Betty Gebre - Ecuador


January 28, 2013

One of the topics I had been curious about learning in taking a gap year was poverty. I could not come to understand how poverty existed in the 21st century. After spending two months in Puerto Quito, Ecuador and becoming familiarized with Voices of the Poor I have discovered a new definition for Poverty and what it means to be poor. Poverty is not the lack of Wealth but it is a life lived without Bienestar (wellbeing) “the good life”, a day to day life, one that lacks opportunities for a better. “Like being trapped in quicksand, every struggling step you make to escape you only find yourself being lured in deeper and deeper; at first you wait for opportunities,for something to pull you out to peace but non arise. Sooner or later you lose hope and learn to accept your misfortune. Because this trap isolates you from society and the only people who see and understand your struggle are those who like you are trapped in their own quicksand.”

An ill-being life is one without basic necessities, peace of mind, and opportunities. A person living in poverty has ill-being; if you have ill-being then you are living in poverty. This scenario is not the same for wellbeing and wealth; they are seen as opposites. One can have money but not peace; wellbeing is obtainable without wealth. “The rich have money but they don’t have security nor are they respected by the community.” A wealthy life is a comfortable and abundant life while a wellbeing life is a tolerable, sufficient and peaceful one.

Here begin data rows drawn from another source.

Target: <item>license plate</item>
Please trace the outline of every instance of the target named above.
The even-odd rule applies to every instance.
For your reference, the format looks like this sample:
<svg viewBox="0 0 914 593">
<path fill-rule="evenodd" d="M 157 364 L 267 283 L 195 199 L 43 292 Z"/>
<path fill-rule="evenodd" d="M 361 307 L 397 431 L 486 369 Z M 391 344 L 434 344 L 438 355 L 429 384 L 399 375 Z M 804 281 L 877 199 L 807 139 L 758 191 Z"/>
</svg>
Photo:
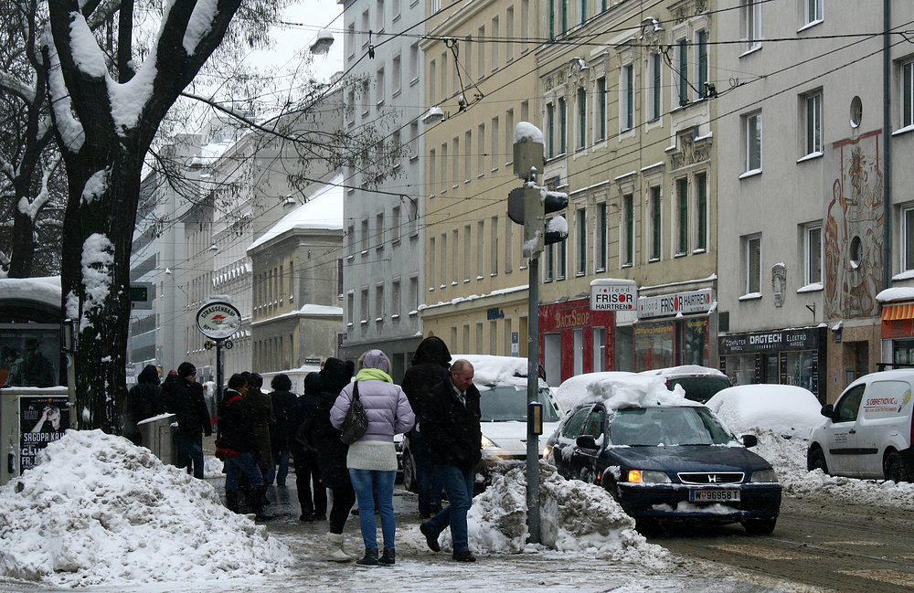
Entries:
<svg viewBox="0 0 914 593">
<path fill-rule="evenodd" d="M 739 490 L 690 490 L 688 500 L 691 503 L 739 503 Z"/>
</svg>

According to Voices of the Poor the five main necessities poor people required to obtain a Wellbeing life were: “Material Wellbeing: having enough food, adequate assets (such as a house, land/ livestock and savings/access to good) and sustainable work; Bodily Wellbeing: being and looking well ( having access to doctors and looking presentable to other); Social Wellbeing: desire to taking care of children, maintaining self-respect and dignity and keep the peace in their family, community, and country; Security: a life with predictability and peace and confidence in the future; and Freedom of choice and action: make choices, doing what you want without worries, living in predictable environments and helping those in need.”

After learning about wellbeing and ill-being I felt enlightened; before Ecuador I defined poverty as a state of a person who lacks the money to have basic needs; the opposite of being wealth. The concept of measuring someone life on the scale of wellbeing and ill-being has not occurred to me. Living near Esmeraldas, Ecuador (a research site near my community that participated in the research in 1999 for Voices of the Poor), I was curious to see if people in my community held the same view on wellbeing. Asking members of the community, “¿Que es bienestar para usted?” I learned that their views on Wellbeing were similar; health, peace at mind, food, housing, a job, and happiness were required for a wellbeing life.

The concept of Wellbeing is not for those who have plenty to live the life they aspire. But the concept of wellbeing is for the poor who crave for the things that others take for granted; for those who aspire wellbeing enough for a good life is not much but just the minimum.